A ritimicidade, a musicalidade e a dança são banidos, então, para um lugar secundário na vida social, na vida das pessoas, e em particular na educação. O que não é o caso nas culturas pré cabralinas do Brasil, nas culturas da África, em especial da África Subsaariana, nas culturas da India e do Extremo Oriente. Em que a expressividade*, música, a dança, o ritmo permaneceram como substratos da vida social, como representativos e propiciativos de participação nos ritmos da natureza não humana, como partícipes dos ritmos do corpo, e das pulsações da existência, como substrato das relações com o sagrado. Propiciando, ao humano o exercício rítmico e efetivo de sua existência, dos misteres dela de tornar-se o que é em seus possíveis.

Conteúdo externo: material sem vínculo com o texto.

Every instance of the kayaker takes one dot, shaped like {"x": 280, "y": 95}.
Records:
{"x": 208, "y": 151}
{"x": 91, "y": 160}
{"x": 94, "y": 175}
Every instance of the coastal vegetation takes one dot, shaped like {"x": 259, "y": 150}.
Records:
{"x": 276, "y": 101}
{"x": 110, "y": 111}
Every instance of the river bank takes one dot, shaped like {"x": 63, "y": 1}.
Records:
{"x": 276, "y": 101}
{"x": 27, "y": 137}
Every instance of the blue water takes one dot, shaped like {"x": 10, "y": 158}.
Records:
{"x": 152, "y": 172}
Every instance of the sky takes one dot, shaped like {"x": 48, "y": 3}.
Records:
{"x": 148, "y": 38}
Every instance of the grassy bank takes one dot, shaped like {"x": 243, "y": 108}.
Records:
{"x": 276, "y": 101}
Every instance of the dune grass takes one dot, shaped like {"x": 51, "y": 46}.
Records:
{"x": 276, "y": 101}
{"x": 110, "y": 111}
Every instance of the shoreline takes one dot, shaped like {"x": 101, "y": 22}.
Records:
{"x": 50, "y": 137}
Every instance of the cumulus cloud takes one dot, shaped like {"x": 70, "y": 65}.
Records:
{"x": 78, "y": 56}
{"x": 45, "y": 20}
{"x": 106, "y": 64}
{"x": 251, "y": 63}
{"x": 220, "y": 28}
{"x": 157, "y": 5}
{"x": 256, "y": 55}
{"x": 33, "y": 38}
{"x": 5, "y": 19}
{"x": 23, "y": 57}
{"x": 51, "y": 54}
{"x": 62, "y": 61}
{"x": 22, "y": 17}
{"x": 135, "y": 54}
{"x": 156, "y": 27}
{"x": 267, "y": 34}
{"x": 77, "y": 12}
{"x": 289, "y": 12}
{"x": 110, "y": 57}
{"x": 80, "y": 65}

Os prejuízos da alienação da natureza, da alienação do físico, da alienação do corpóreo, da alienação do existencial, em sua intrínseca e ontológica ritmicidade, expressividade, musicalidade, dançatividade, se refletem diretamente sobre as qualidades da capacidade existencial de atualização de possibilidades, se refletem sobre a nossa qualidade de vida. Sobre a nossa capacidade de atualizarmo-nos, e tornarmo-nos os nossos possíveis. De modo que o ritmo, a expressividade, a música, o canto e a dança, em suas vivências intrínsecas, fazem inerentemente parte de uma educação ontológica; de uma educação que leve em conta as características inerentes ao humano. Fazem inerentemente parte da concepção e método de uma pedagogia fenomenológico existencial dialógica.

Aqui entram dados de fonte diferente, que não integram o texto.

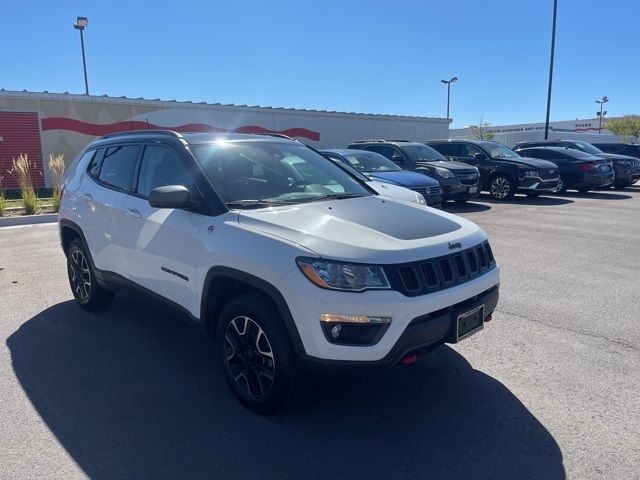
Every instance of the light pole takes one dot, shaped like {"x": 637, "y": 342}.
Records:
{"x": 553, "y": 46}
{"x": 449, "y": 82}
{"x": 604, "y": 100}
{"x": 80, "y": 24}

Marx[1], muito propriamente, observou que a nossa humanidade carece do carecimento, carece do carecimento como necessidade. Ou seja, Marx nos caracteriza, como humanos, por termos necessidades, carecimentos, humanos. Por termos carecimentos, necessidades de sermos humanos. Para sua Ontologia, o homem rico é, simultaneamente, o homem carente de uma multiplicidade de manifestações humanas da vida. A riqueza humana, em termos antropológicos, se define especificamente pela carência[2]. Pelos carecimentos, pelas necessidades, de sermos humanos. Isto, especificamente, porque nós, humanos, podemos perder naturalmente estas necessidades, estes carecimentos, de sermos humanos. E esta perda dos carecimentos, das necessidades humanas, é, especificamente, o que significa empobrecimento em termos humanos, para a antropologia marxiana.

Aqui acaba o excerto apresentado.